Comment cela se passe-t-il depuis ton retour, as-tu toujours des douleurs ? Est-ce que tu crains de te faire mal à nouveau ?Il y a un peu de tout ça. J'ai encore cette gêne là, j'ai encore des petites douleurs qui me rappellent à l'ordre. Ce n'est pas fini. De toute façon, le chirurgien m'a dit que ça ne sera jamais fini, c'est à vie.
Dernier but (et dernière victoire) en date : face à Saint Etienne. Quel est l'état d'esprit du collectif pour aborder le déplacement à Grenoble ?L'état d'esprit reste le même, sauf qu'on a gagné donc ça peut nous faire du bien. On sait très bien que le moindre petit point gagné c'est énorme, c'est un grand pas pour le maintien. C'est vrai que la victoire contre Saint Etienne nous fait du bien parce que c'est un concurrent direct pour le maintient. Là on va en jouer un autre qui est Grenoble. Donc si on peut revenir avec minimum un point, c'est bien. On continu notre petit bout de chemin chaque jour.

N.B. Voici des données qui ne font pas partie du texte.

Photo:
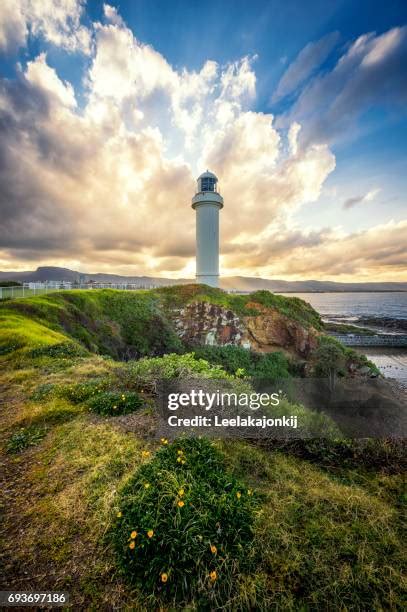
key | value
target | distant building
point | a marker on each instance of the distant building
(207, 202)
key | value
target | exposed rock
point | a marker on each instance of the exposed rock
(201, 323)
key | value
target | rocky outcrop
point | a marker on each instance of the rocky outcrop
(270, 330)
(200, 323)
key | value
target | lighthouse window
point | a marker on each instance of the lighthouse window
(208, 184)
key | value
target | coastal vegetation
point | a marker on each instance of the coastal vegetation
(96, 504)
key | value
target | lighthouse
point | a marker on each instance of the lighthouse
(207, 203)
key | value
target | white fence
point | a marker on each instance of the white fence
(379, 340)
(30, 289)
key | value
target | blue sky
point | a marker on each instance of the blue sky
(304, 118)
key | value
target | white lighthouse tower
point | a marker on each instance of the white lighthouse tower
(207, 202)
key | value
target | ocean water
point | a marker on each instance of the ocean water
(353, 305)
(392, 362)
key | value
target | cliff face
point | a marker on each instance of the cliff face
(200, 323)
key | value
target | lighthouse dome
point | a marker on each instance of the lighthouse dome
(207, 181)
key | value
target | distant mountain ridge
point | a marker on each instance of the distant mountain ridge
(240, 283)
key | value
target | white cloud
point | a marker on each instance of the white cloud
(57, 21)
(42, 76)
(359, 199)
(370, 73)
(109, 185)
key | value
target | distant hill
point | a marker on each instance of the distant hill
(240, 283)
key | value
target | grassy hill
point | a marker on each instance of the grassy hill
(215, 525)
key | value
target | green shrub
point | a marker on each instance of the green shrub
(25, 437)
(114, 403)
(81, 392)
(146, 371)
(242, 362)
(184, 526)
(62, 349)
(42, 391)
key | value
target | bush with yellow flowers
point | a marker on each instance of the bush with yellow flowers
(183, 526)
(114, 403)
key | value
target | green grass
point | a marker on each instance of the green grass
(323, 529)
(242, 362)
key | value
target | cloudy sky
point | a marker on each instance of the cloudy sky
(108, 113)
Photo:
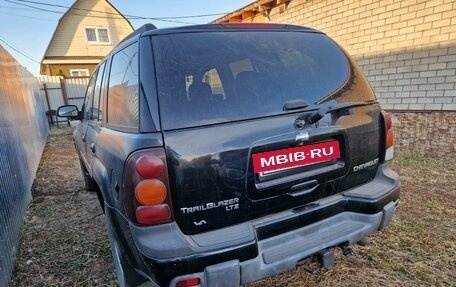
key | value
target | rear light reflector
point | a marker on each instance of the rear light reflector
(150, 192)
(153, 214)
(191, 282)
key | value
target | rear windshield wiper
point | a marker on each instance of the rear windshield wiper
(317, 115)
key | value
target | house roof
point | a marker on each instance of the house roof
(250, 10)
(66, 14)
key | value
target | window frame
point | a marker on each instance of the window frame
(97, 36)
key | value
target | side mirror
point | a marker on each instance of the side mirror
(68, 111)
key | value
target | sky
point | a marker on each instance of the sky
(28, 30)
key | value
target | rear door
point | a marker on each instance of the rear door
(225, 100)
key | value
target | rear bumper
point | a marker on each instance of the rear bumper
(267, 246)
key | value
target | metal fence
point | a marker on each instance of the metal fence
(23, 133)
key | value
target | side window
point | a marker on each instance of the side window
(123, 98)
(89, 96)
(96, 111)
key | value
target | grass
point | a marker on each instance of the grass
(64, 242)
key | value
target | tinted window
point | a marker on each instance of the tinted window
(123, 88)
(254, 74)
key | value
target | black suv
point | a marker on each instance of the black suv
(223, 154)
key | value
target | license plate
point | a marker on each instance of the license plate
(278, 160)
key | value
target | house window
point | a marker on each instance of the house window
(79, 72)
(98, 35)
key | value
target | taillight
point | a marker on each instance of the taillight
(191, 282)
(388, 135)
(147, 198)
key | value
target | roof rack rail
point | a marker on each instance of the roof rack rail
(140, 30)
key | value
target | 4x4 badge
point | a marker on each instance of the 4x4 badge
(302, 136)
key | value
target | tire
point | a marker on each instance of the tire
(89, 183)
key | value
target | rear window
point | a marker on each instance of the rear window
(215, 77)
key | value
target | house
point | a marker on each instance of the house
(407, 49)
(84, 35)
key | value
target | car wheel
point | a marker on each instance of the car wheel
(89, 183)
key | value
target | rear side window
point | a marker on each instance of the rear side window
(123, 93)
(212, 77)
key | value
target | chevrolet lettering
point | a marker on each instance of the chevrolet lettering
(224, 154)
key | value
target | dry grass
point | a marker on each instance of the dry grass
(64, 241)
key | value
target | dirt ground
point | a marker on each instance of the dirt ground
(64, 241)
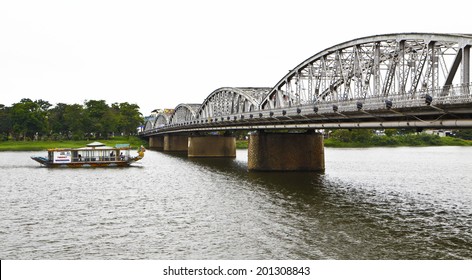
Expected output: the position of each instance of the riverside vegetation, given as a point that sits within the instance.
(37, 125)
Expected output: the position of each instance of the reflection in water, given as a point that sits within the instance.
(172, 207)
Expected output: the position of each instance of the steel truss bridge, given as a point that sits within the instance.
(396, 80)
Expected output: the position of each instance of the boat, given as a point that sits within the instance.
(95, 154)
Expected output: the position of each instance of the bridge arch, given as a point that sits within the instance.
(381, 66)
(228, 101)
(149, 124)
(184, 113)
(161, 120)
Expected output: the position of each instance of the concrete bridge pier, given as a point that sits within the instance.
(286, 152)
(212, 146)
(175, 143)
(156, 142)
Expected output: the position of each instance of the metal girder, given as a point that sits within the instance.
(411, 71)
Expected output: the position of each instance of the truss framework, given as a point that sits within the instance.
(387, 66)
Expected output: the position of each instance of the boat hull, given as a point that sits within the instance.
(85, 164)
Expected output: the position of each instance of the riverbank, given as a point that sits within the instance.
(44, 145)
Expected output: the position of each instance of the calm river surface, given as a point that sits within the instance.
(376, 203)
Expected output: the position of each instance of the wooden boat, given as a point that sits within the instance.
(96, 154)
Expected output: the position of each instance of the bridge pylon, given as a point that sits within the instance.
(286, 151)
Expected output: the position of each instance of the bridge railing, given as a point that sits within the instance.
(444, 96)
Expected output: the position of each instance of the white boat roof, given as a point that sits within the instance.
(95, 144)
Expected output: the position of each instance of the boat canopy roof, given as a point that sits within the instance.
(95, 144)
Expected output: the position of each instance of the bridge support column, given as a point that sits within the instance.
(286, 152)
(156, 142)
(175, 143)
(212, 146)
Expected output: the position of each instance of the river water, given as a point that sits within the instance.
(375, 203)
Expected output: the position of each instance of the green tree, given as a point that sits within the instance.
(96, 111)
(129, 118)
(29, 118)
(5, 122)
(57, 124)
(76, 120)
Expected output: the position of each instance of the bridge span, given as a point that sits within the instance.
(417, 80)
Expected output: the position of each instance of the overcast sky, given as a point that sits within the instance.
(158, 54)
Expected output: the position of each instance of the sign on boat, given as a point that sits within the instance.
(95, 154)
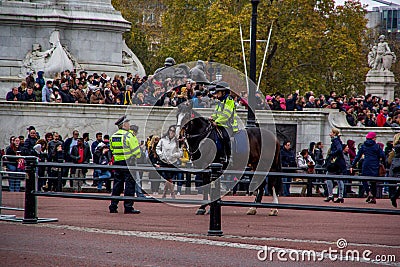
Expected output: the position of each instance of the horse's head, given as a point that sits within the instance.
(184, 115)
(201, 149)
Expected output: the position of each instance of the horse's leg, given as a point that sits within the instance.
(202, 209)
(259, 195)
(274, 212)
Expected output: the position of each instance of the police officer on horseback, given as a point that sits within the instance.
(126, 150)
(225, 117)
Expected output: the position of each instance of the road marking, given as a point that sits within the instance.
(202, 240)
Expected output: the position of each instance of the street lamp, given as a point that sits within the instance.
(251, 118)
(218, 74)
(211, 69)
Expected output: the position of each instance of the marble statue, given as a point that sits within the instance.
(52, 61)
(130, 62)
(381, 57)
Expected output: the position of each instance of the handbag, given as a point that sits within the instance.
(382, 170)
(332, 165)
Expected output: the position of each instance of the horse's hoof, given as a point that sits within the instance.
(273, 212)
(252, 211)
(201, 212)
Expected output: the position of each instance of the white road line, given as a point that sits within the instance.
(201, 240)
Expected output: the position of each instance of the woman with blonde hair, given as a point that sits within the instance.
(155, 161)
(335, 165)
(394, 170)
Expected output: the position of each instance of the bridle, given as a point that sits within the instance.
(203, 135)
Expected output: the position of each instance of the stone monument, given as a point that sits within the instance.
(54, 35)
(380, 80)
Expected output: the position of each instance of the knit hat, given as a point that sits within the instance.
(371, 135)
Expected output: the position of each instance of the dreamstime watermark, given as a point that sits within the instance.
(338, 253)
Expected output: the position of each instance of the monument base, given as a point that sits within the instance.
(380, 83)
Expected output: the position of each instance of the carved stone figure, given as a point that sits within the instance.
(56, 59)
(381, 57)
(197, 73)
(130, 62)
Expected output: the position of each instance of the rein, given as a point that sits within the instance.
(205, 133)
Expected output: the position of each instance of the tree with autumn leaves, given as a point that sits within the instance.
(314, 46)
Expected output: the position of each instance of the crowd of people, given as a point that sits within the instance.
(171, 90)
(343, 157)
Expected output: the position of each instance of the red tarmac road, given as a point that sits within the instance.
(164, 235)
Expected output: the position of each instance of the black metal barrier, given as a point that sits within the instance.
(215, 171)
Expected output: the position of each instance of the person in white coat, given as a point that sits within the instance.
(305, 162)
(169, 152)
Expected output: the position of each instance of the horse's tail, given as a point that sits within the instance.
(276, 166)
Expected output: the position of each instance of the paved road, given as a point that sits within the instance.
(164, 235)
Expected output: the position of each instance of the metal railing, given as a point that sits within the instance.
(214, 171)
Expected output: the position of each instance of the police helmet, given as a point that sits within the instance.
(222, 86)
(169, 61)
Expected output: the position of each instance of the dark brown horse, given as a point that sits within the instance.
(256, 148)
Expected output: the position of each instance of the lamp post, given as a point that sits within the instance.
(218, 74)
(211, 69)
(251, 118)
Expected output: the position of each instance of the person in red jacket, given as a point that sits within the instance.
(382, 117)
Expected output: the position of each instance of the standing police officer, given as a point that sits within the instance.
(225, 117)
(125, 150)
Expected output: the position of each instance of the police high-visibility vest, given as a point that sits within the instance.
(124, 145)
(225, 114)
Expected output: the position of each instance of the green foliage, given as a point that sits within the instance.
(314, 46)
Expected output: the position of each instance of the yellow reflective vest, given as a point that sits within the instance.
(225, 114)
(124, 145)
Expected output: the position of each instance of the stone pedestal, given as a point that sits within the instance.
(90, 30)
(380, 83)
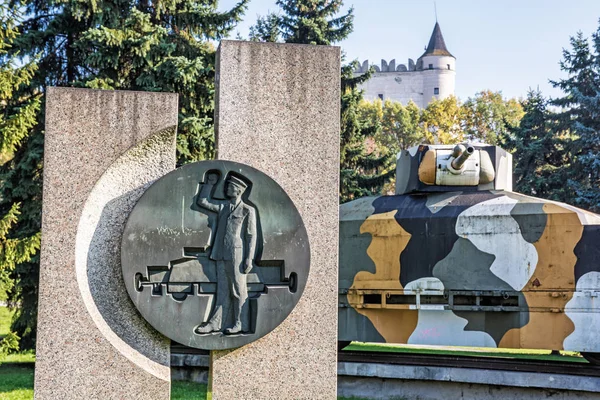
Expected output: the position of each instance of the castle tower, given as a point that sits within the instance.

Quel est pour toi le plus beau but de ta carrière?J'en ai marqué pas mal qui m'ont beaucoup plus, mais je ne peux pas choisir... J'en ai plein qui me reviennent en tête. Mais j'ai trois buts qui m'ont marqués : le but du maintient au Havre (avec Nantes le 13/05/2000), l'année suivante je mets le but qui donne le titre de champion de France (toujours avec Nantes, le 12/05/01). Ce sont des buts qui marquent une vie. Il y a aussi le but que j'ai marqué quand j'étais à Nice, en finale de la coupe de la ligue, contre Nancy. Match perdu hélas, mais c'est un but qui m'a beaucoup plu.
Quel est selon toi le meilleur attaquant du championnat actuellement?Aujourd'hui, après il faut voir le contexte aussi, je pense que le meilleur attaquant reste K.Benzema. Mais aujourd'hui je pense que son corps est à Lyon mais sa tête n'y est peut-être plus, donc il a un peu de mal. Il est moins bien que les années précédentes. Il a peut-être un peu moins de motivation que les années passées.
Mais il reste pour moi le meilleur attaquant.
Que penses-tu de ton surnom "Tahitigoal"?Je ne sais pas... Je n'y prête pas trop attention. Ca me fait plaisir parce qu'il y a eu « Trézégoal » et c'était mon idole. Donc quand on m'a appelé comme ça, ça m'a fait plaisir oui.